Shinkov Dmitry Vasilievich
(10.04.1900 - 1965)

Russian military hydrograph, engineer-captain 1st rank.
Born in St. Petersburg. Before joining the army, he sailed as a sailor on the ships of the Vyatka-Volga Shipping Company.
In 1920, Shinkov graduated from the water transport section of the Sverdlovsk Communist University in Moscow and was appointed head of the political education department of the Azov Flotilla.
Participated in hostilities against the troops of General P.N. Wrangel in Mariupol, the elimination of the gangs of Makhno.
In March 1921, Shinkov was appointed instructor of the Political Administration of the Black Sea Fleet. In 1926, he graduated from the Naval Hydrographic School, and from 1929, he was a senior producer of the Northern Hydrographic Expedition.
After graduating in 1934 from the hydrographic faculty of the Naval Academy named after K.E. Voroshilova Shinkov led the SGE detachment, and in 1935 became the head of the expedition. With the outbreak of the Soviet-Finnish war, he led the transfer of troops, reserves and their supply.
In the following war years, Shinkov headed the naval department of the Soviet Transport Administration in Iran, was deputy head of the Hydrographic Department of the Navy for hydrography, cartography and publishing, in leadership positions he participated in the work of the marine department of hydrography of the Allied Control Commission in Romania.

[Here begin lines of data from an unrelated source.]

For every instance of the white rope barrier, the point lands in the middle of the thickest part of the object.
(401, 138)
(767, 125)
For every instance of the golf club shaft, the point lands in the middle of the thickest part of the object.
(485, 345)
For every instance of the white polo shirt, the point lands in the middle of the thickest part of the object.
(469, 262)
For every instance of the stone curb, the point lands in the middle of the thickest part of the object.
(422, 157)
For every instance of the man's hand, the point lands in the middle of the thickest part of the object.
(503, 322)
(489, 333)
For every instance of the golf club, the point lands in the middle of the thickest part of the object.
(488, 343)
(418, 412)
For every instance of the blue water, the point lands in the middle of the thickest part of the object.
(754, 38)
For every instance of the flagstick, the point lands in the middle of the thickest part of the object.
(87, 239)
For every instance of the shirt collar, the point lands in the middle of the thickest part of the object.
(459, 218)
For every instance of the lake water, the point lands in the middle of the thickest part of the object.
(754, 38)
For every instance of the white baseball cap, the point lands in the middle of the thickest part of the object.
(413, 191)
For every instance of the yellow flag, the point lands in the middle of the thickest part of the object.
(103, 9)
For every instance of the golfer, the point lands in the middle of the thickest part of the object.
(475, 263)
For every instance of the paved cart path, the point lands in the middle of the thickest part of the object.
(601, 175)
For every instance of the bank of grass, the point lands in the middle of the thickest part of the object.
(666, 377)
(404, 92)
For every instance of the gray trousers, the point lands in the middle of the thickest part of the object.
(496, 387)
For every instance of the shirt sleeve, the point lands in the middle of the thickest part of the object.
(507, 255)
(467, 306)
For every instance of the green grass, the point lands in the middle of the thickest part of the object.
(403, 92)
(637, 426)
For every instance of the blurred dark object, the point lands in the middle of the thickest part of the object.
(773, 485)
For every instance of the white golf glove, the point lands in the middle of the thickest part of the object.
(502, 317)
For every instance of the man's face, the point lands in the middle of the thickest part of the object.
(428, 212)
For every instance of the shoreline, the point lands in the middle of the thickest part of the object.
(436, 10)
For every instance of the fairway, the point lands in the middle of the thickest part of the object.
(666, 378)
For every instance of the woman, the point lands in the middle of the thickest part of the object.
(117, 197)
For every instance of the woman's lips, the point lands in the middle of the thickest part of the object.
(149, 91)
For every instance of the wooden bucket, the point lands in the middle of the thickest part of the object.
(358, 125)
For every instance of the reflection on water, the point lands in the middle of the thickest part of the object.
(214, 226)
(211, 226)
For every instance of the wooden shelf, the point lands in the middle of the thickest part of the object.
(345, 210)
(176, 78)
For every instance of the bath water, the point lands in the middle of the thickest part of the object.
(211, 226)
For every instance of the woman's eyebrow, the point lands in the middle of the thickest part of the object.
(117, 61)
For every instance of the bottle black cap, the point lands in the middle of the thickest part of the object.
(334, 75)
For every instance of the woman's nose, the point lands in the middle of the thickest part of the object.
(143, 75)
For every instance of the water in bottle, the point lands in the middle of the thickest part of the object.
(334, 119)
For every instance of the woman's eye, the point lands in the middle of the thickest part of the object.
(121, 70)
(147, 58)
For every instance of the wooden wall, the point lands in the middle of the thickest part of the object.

In the early post-war years, Shinkov was deputy chief editor of the Sea Atlas, and since April 1950 he has been the head of the publishing house of the Navy's Hydrographic Directorate.
In September 1953, he resigned due to illness.
The merits of Shinkov were awarded the Orders of Lenin, two orders of the Red Banner, two orders of the Patriotic War of the 1st degree, the Order of the Patriotic War of the 2nd degree, the Order of the Red Star and the medals "For the Defense of the Soviet Arctic" and "For the Defense of the Caucasus".
Bay in the east of Shirochikha Bay in the southwest of the southern island of Novaya Zemlya. It was named by hydrographs of the Northern Hydrographic Expedition in 1929.